Quando un Paese si ritrova fecondato, nel bene e soprattutto nel male, dalle tutele locali – le quali accampano il pretesto di dover supplire l’assenza di garanzia sociale e giustizia dei loro antagonisti e dello Stato – quel Paese è evidente preda di consorterie, sudditanze e roccaforti di scaltri cui non importa nulla del rinnovamento (che sbandierano come specchio per le allodole) ma solo di togliere acqua agli avversari per tuffarcisi. La stessa acqua. Che sia stata resa paludosa e stagnante dall’usura, non importa.

Nel profondo degrado, prodotto dall’ignoranza e dalla tendenza a delinquere, non ci sono aree che si possano definire scevre da consorterie intente a realizzare solo interessi propri.

A fronte del crescente numero di giovani reclutati nel mondo della criminalità e oggetto della violenza spietata della strada esiste il mondo dell’indifferenza: l’indifferenza politica, sociale, economica e mediatica nei confronti di queste vittime delle società dello scarto è sistematica e dura a morire.

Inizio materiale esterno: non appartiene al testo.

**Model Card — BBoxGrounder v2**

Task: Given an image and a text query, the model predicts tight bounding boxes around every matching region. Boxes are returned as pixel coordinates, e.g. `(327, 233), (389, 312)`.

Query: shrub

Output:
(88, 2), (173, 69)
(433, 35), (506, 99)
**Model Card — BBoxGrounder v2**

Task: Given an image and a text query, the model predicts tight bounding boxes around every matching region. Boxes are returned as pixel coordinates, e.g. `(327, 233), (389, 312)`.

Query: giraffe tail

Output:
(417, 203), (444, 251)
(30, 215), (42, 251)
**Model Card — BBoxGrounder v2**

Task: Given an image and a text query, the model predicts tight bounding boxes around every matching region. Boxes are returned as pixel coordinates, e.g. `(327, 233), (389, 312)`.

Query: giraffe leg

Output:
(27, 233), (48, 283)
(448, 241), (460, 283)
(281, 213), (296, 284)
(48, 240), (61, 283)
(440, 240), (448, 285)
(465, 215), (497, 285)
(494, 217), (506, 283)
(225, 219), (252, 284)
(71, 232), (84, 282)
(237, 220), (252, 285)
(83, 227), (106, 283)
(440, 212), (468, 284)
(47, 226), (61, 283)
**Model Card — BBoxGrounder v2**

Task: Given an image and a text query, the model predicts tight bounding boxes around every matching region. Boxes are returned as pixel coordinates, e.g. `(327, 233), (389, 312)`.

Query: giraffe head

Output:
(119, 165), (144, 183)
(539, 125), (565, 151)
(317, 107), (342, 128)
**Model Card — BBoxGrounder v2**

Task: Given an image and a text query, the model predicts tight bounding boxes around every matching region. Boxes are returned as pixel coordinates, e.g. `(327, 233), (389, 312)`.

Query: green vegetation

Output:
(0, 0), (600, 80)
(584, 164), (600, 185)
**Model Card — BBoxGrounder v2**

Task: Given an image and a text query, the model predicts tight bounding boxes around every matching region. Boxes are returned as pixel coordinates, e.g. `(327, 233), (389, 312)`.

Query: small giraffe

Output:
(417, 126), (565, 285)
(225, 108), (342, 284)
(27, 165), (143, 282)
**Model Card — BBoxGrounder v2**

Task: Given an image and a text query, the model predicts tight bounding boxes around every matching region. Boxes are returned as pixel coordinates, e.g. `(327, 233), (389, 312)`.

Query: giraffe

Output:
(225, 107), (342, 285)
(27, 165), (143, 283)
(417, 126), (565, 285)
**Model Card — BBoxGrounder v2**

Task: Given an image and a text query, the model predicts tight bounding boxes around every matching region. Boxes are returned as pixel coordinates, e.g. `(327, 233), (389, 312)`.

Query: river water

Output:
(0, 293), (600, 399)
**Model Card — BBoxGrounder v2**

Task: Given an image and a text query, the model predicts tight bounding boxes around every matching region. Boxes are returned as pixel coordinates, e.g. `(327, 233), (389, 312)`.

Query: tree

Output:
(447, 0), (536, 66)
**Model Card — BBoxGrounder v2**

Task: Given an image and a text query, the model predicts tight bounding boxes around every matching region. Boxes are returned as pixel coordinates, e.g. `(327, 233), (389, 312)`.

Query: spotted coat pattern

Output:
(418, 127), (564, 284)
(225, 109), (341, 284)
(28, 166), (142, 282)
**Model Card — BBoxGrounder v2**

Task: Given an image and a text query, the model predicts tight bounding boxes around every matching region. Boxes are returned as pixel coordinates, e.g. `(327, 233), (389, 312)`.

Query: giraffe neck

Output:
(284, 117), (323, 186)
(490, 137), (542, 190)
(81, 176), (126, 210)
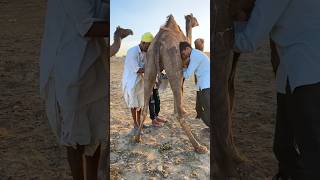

Una società civile che rinuncia alla giustizia sbandierando l’alibi dei suoi possibili eccessi è un’organizzazione turpe che scende a patti con un’ingiustizia che produce indulgenze a qualcuno e lacrime e sangue alla gran parte della comunità.

Basta leggere i curricula dei personaggi che rappresentano la consorteria dell’indifferenza (ideologi e capipopolino): mai lavorato nello Stato che si pretende di conoscere, amare e salvare, nessuna competenza giuridico-economica che giustifichi una conoscenza del sistema giuridico e la fondatezza delle affermazioni salvifiche del sistema economico, nessuno stile nelle espressioni verbali e comportamentali.

La cultura e le competenze acquisite attraverso un regolare percorso di studi (che sono le sole possibilità di rinascita e di liberazione dalle convulsioni del pregiudizio e dalla autarchia delle parole) vanno ricercate nelle persone che, malgrado tutto, riescono a rappresentare degnamente l’Italia nel mondo.

E a non farci vergognare.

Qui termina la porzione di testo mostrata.